Hours later, another call came in of a possible fire by the old Country Store. This fire call was a false alarm.
During all of this AT&T was having power issues at their Front Street Station and the FirstNet system which is supposed to have priority access to communications went down. GCI was functional.
As the Bering Sea fire was controlled and floodwaters continued to recede Saturday into Sunday, the Incident Command Center was still stood up, but officials could go home for some rest that night. On early Sunday morning, Hammond drove around to “get eyes on everything” and went to the ICC to confer with Charlie Lean on the next priorities. “We started to transfer into recovery scenarios,” he said. Then the calls began. Crowley, Bonanza what’s the damage? Only minor damage to buildings. Bering Air? The hangar is safe and flights resumed. Also, Alaska Airlines resumed flights to Nome. DOT and city crews coordinated work on the roads to restore access, removing rocks and debris from the streets and starting to work on fixing an entire missing section of the Nome-Council highway, just east of the intersection to Greg Kruschek Avenue.

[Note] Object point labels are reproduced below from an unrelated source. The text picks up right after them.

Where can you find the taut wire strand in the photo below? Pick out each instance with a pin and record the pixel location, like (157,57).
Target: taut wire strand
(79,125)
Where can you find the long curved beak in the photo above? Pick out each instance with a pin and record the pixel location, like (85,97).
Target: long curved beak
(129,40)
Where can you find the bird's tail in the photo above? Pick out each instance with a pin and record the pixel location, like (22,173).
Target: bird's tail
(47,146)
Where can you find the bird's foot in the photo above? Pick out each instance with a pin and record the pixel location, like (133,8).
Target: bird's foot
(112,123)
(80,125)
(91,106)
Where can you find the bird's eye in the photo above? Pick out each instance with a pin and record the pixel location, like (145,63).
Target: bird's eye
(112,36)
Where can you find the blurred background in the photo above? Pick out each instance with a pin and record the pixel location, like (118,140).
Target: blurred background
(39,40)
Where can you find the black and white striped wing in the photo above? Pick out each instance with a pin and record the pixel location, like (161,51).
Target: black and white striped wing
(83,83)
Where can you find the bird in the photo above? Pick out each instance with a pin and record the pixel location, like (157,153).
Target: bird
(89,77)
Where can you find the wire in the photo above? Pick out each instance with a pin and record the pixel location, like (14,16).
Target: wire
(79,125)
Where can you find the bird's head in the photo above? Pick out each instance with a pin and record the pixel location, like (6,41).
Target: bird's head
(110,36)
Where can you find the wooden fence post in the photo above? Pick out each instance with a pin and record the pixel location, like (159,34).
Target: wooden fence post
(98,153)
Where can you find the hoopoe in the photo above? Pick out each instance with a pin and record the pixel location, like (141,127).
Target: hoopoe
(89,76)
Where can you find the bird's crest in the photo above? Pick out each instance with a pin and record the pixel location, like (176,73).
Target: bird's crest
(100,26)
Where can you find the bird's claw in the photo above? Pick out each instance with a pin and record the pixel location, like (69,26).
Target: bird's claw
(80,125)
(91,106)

As access was restored, people got into their cars to check on their camps or survey the damage.
Jon and Sierra Smith live on River Street, just kitty corner from the Mini Convention Center. As Jon was cleaning up debris from around his home he said he got lucky. “Friday night, about 11:30 were the first biggest waves hitting the seawall right here, right behind the Mini Convention Center. The water level rose so much it was coming through the storm drains and flooding the street.” The Smiths decided to leave their home around 12:30 a.m. and sought shelter with friends in Icy View. “River Street literally was a river,” he said. A surveillance camera at their door allowed them to monitor the storm as it battered their home, but the water stopped rising before it flooded their house. “The surge took out all the skirting under the house and the water level rose just under our deck by about two steps,” Smith said. The surge also broke the propane line and busted loose the propane tank. The trash cans stood by the house as if nothing had happened. “There’s a little damage on the roofing maybe some on the windows a little warping but, yeah, we’re pretty fortunate compared to all the other homes out in our region,” said Smith.
He said he’s considering raising up the house a little bit more. “Definitely, after this one that be nice because, yeah, that was kind of scary.”
Asked about the climate change drive sea level rises, Rick Thoman explained that sea level rise comes from both glacier and ice sheet melt and the thermal expansion of the ocean water itself as it warms. “If you wanted to have a building so it would be above the November 1974, 12 ft water level which was 18 inches above this storm, I would add a foot at least to that to cover just for sea level rise. Of course, if a storm comes along with a 15 ft surge, then all bets are off.”